The evolution of edge computing will combine with the advances in wireless communications to stimulate XR roll outs, with VR gaining the upper hand in the short term but AR then catching up because of its multitude of use cases. The survey predicts that XR traffic will grow nearly 12-fold globally from 22 petabytes per month in 2017 to 254 petabytes per month in 2022, although that would still only be about 0.3% of total mobile traffic.

One oversight in the MVNI study was a failure to point out that Wi-Fi offload is not a free lunch because data caps and surcharges often apply there in various ways. Some broadband service providers impose a blanket cap of say 1 TB on the total amount of data that can be downloaded in a month to feed Wi-Fi networks in homes or business premises. Admittedly that is a lot higher than most mobile caps but would still run out for users consuming a lot of high-quality video content, as can be seen by considering average bit rates. In the case of Netflix, HD video consumes around 3 GB an hour and Ultra HD 7 GB an hour.
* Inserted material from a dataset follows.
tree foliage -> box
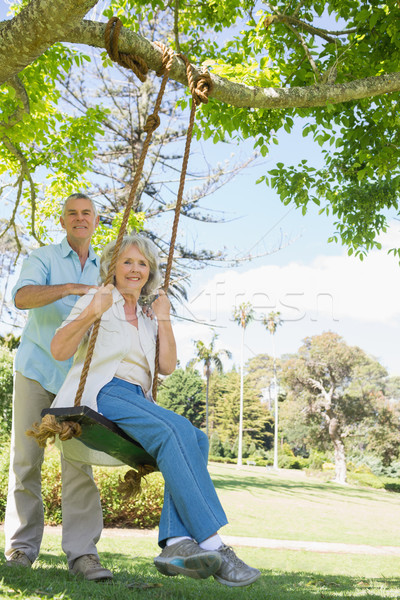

This means that a household full of TV junkies might run into their 1 TB cap in about two weeks watching HD content, or under a week if it was all UHD.

Furthermore, many public hot spots restrict video streaming or even block it altogether, so here Wi-Fi offload would be useless. The idea of Wi-Fi offload as essentially a free pressure valve for over congested cellular networks as presented in the report is often wide of the mark.